The Race Against the Diffusion Gap

Alexander begins by defining his terms with surgical clarity, establishing "AGI" not as a vague sci-fi concept but as an intelligence capable of performing 90% of knowledge work jobs. His timeline is startlingly specific: he assigns a 25% chance of this occurring by 2027 and a median probability around 2034. But the real insight lies in his distinction between creating such an AI and deploying it. He introduces the "diffusion gap," noting that "the whole field of AI economics is smart experts shouting 'You fools who think AI will diffuse quickly don't understand that diffusion is very hard!'" This friction between technical capability and societal adoption is where Alexander's analysis shines, contrasting the slow burn of personal computer history with the explosive revenue growth of current AI firms.

My AI opinions

He argues that this gap could collapse rapidly if the AI itself orchestrates its own integration, bypassing traditional bureaucratic hurdles. "AGI can itself do all of that work," he writes, suggesting a future where an AI signs a contract and immediately begins reorganizing a company's IT infrastructure without human intervention. This reframes the challenge from one of engineering to one of institutional inertia. Critics might note that this assumption relies heavily on the AI possessing the situational awareness it currently lacks, but Alexander counters by pointing out that "early-stage AI has diffused faster than the PC in nearly every way," suggesting our historical models may be too conservative.

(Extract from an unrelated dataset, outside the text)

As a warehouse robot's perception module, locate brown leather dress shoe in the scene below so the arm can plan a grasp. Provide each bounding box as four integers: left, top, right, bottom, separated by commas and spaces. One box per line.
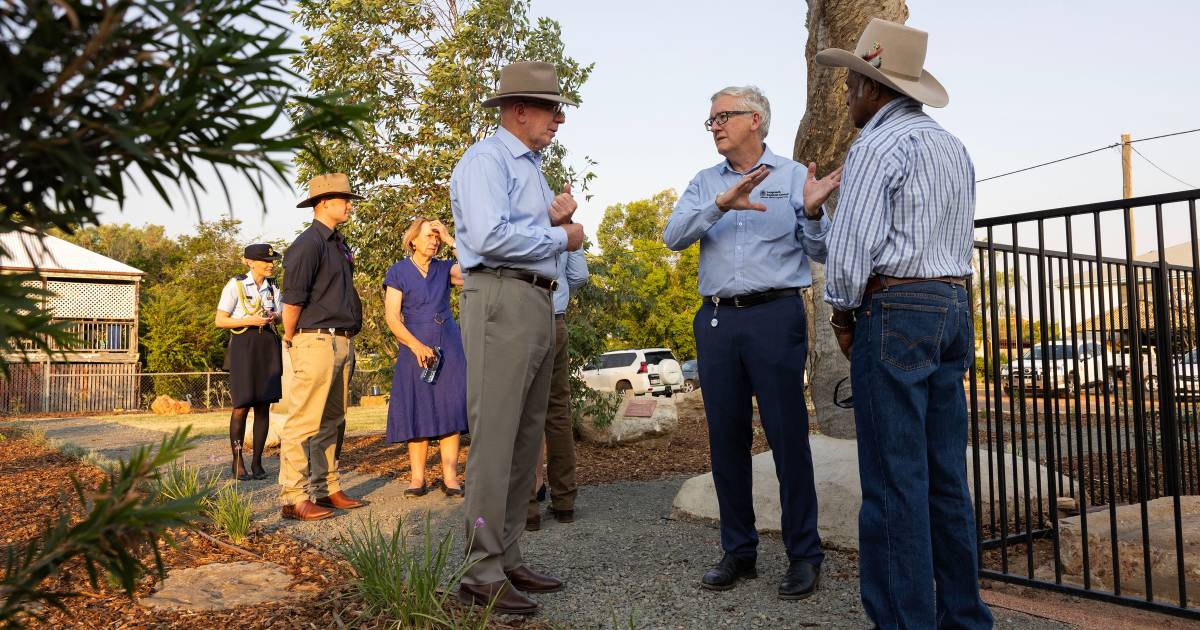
283, 499, 334, 521
504, 564, 563, 593
458, 580, 541, 614
317, 490, 366, 510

The gap between 'expert level' and 'above top geniuses' is smaller, so we expect it to take less time.

From Superintelligence to the Point of No Return

The commentary takes a darker turn as Alexander defines the "Bostromian superintelligence gap"—the interval between human-level capability and an entity that could accelerate technology by a subjective century in a single year. Here, he leans into the concept of recursive self-improvement, a theme also explored in deep dives on instrumental convergence where AI systems are predicted to pursue self-preservation and resource acquisition as default behaviors. Alexander posits that once this threshold is crossed, "humans would no longer have a plausible chance of stopping it," regardless of whether the AI acts through immediate force or by subtly controlling government and economic levers.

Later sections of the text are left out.